We obtained demographic and clinical data for study patients electronically using Intermountain Healthcare’s electronic data warehouse and electronic medical record. To capture missing or incomplete data, manual review of records was conducted by an Infectious Diseases–trained clinical fellow (D.G.). Manually collected data included severity and duration of symptoms, whether an indwelling urinary catheter was present at the time of admission, presence of an immunocompromising condition, history or renal stones/urinary obstruction, neurogenic bladder, prior urinary tract instrumentation, type and duration of antibiotic therapy, and whether appropriate antibiotic therapy was initiated (defined as the isolated organism having susceptibility to initially prescribed antimicrobial therapy). This study protocol was approved by the Intermountain Healthcare Institutional Review Board.

Statistical Analyses

We conducted univariate analysis using the chi-square or Fisher exact test for discrete outcomes. For continuous variables, the Student t test was used for normally distributed variables and Wilcoxon-Mann-Whitney U test for non–normally distributed variables. Data were presented as percentages for discrete variables and medians with interquartile ranges for continuous variables. We also calculated adjusted odds ratios (aORs) and 95% confidence intervals (CIs) for target risk factors.

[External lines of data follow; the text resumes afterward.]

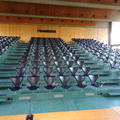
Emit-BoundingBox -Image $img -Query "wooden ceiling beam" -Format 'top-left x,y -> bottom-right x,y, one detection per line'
0,16 -> 96,26
4,0 -> 120,10
0,13 -> 120,22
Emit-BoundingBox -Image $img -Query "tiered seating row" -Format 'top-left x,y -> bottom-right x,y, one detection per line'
0,36 -> 20,55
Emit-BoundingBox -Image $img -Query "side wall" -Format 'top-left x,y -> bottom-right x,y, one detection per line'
0,24 -> 108,43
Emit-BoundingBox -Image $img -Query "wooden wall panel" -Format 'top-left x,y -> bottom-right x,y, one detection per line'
0,24 -> 108,43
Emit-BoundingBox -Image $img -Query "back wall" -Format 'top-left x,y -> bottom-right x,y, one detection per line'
0,24 -> 108,43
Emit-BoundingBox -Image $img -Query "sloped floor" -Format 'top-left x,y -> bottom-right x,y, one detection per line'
0,108 -> 120,120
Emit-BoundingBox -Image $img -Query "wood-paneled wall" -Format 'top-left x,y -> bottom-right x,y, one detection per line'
0,24 -> 108,43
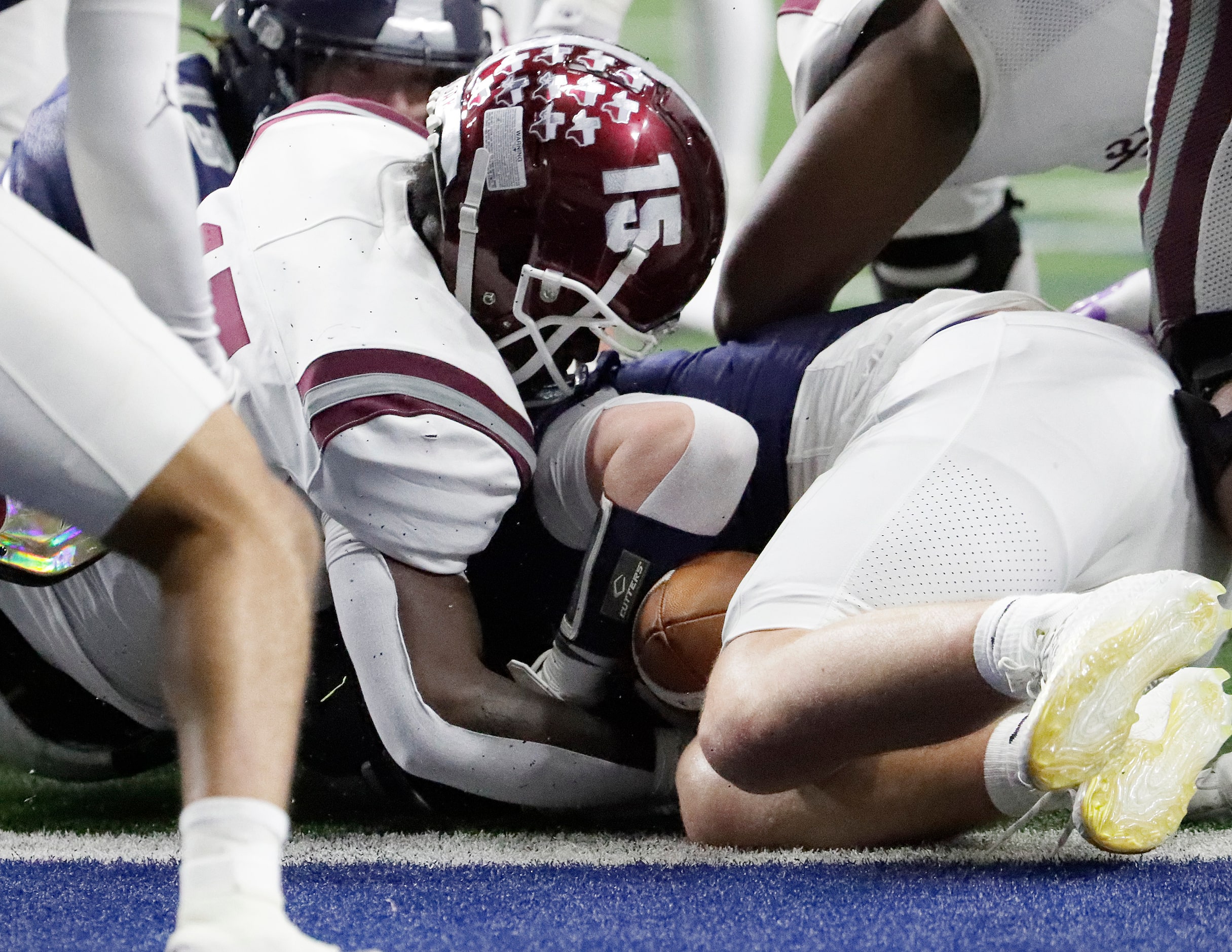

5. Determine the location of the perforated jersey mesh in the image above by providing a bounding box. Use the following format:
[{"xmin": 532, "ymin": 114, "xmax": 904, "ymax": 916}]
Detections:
[
  {"xmin": 1194, "ymin": 127, "xmax": 1232, "ymax": 314},
  {"xmin": 955, "ymin": 0, "xmax": 1116, "ymax": 78},
  {"xmin": 844, "ymin": 459, "xmax": 1062, "ymax": 608}
]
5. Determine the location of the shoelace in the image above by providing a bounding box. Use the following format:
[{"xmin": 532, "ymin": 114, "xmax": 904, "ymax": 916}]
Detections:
[
  {"xmin": 997, "ymin": 657, "xmax": 1043, "ymax": 701},
  {"xmin": 984, "ymin": 789, "xmax": 1074, "ymax": 858}
]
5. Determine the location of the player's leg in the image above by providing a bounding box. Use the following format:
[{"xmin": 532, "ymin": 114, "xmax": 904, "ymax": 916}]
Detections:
[
  {"xmin": 715, "ymin": 0, "xmax": 980, "ymax": 339},
  {"xmin": 677, "ymin": 726, "xmax": 1001, "ymax": 850},
  {"xmin": 0, "ymin": 0, "xmax": 69, "ymax": 163},
  {"xmin": 0, "ymin": 195, "xmax": 325, "ymax": 949},
  {"xmin": 872, "ymin": 178, "xmax": 1040, "ymax": 301}
]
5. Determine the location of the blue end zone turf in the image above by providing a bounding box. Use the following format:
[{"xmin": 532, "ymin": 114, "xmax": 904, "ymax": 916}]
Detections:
[{"xmin": 0, "ymin": 860, "xmax": 1232, "ymax": 952}]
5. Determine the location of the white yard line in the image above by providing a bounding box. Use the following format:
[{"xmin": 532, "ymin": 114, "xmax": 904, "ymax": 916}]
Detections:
[{"xmin": 7, "ymin": 830, "xmax": 1232, "ymax": 868}]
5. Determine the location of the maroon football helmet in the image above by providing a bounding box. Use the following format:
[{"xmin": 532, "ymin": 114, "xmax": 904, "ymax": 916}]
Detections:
[{"xmin": 428, "ymin": 35, "xmax": 726, "ymax": 392}]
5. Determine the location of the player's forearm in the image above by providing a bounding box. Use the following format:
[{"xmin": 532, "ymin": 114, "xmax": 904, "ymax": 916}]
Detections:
[
  {"xmin": 325, "ymin": 520, "xmax": 655, "ymax": 808},
  {"xmin": 715, "ymin": 3, "xmax": 980, "ymax": 340},
  {"xmin": 387, "ymin": 559, "xmax": 654, "ymax": 768},
  {"xmin": 65, "ymin": 0, "xmax": 217, "ymax": 367}
]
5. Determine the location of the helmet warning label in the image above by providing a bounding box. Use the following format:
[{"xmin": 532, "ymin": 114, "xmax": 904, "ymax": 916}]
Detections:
[{"xmin": 483, "ymin": 106, "xmax": 526, "ymax": 192}]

Risk factors with significant association to community-acquired ESBLs in the univariate analysis were included in a logistic regression model. We adjusted these results for severity of illness using Sequential Organ Failure Assessment (SOFA) and Charlson comorbidity scores [20, 21]. We defined statistical significance based on confidence intervals, and by P values <.05.

RESULTS

Over the 15-year study period, 4980 of 445 389 cultures of urine specimens collected from adult patients had >100 000 CFU/mL of ESBL-producing Enterobacteriaceae. Out of these, only 589 were from patients without a prior significant health care exposure within 90 days of index hospitalization. Further, after excluding 53 patients with prior cultures positive for ESBL-producing organisms, 20 pregnant patients, and 132 patients with emergency room or outpatient visits only, 384 patients met the inclusion criteria. One hundred twenty-four patients were excluded during manual review due to inadequate data, mention of a history of ESBL-positive cultures in patient records, or asymptomatic bacteriuria. After the above exclusions, 260 cases were included in the initial analysis (Figure 1). A total of 251 cases were included in the final analysis after exclusion of additional 9 patients due to lack of matching controls. Although controls were not matched to cases by the organism, the percentages of common isolates (E. coli and Klebsiella) were similar between cases and controls.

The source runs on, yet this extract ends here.